Наступает вечер, поздно, Хахаль сидит у окна. В окно наносит дождик, и он смотрит, как дымные поезда дергаются на сортировке; влага над теплой сажей висит в воздухе тонкой пылью. Зажмурился как от пощечины, слыша, как она, схватив себя за горло, переворачивается во сне. Я что-то говорю, а Хахаль только нюхает разбитые костяшки пальцев (ею пахнут), и полосатые занавески колышутся всю ночь.
Под утро он принялся шагать туда и обратно по комнате от двери к окну. Руки держал осторожно, на весу; посмотрел на меня. Глаза у него, кажется, были серые с длинными ресницами, правое веко, чуть припухшее, делало выражение лица с этой стороны более мягким. Наконец он повернулся и вышел; его остроносые башмаки слабым выщелком отсчитывали каждый шаг по ступеням вниз.
Проснувшись среди скомканных одеял, она поднесла пальцы к лицу. Мы медленно ели хлеб, ее рот еще чуть кровоточил. Как сейчас вижу ее: лето, она в их комнате у плиты, от пота волосы тусклые, а губы кривятся — дешевое вино, конечно; вот она расправляет на себе хлопчатобумажную юбку, отбрасывает волосы назад, чтобы наклониться с сигаретой к горелке, и хмурится: больно уж резко пыхнуло синее пламя. Утром она проходит по улице под моим окном, ее узкая черная юбка в конце разреза надорвана — там, где он натягивается бедром при ходьбе.
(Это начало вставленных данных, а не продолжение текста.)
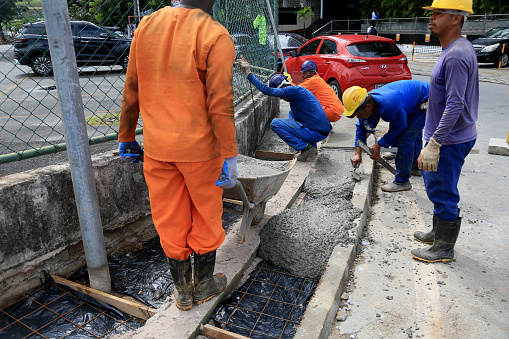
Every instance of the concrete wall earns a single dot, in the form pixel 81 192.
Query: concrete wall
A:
pixel 39 227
Оглянувшись, она видит, что я смотрю, покупает у слепого на углу гвоздики, возвращается, подбрасывает их ко мне. Она смеется, а цветы, бледные, падают вокруг нее, их длинные стебли переплетаются. Улица затенена домами, и ее обращенное ко мне лицо в раме черных волос еле различимо. Она и так-то мала, да еще перечеркнута скрещениями теней.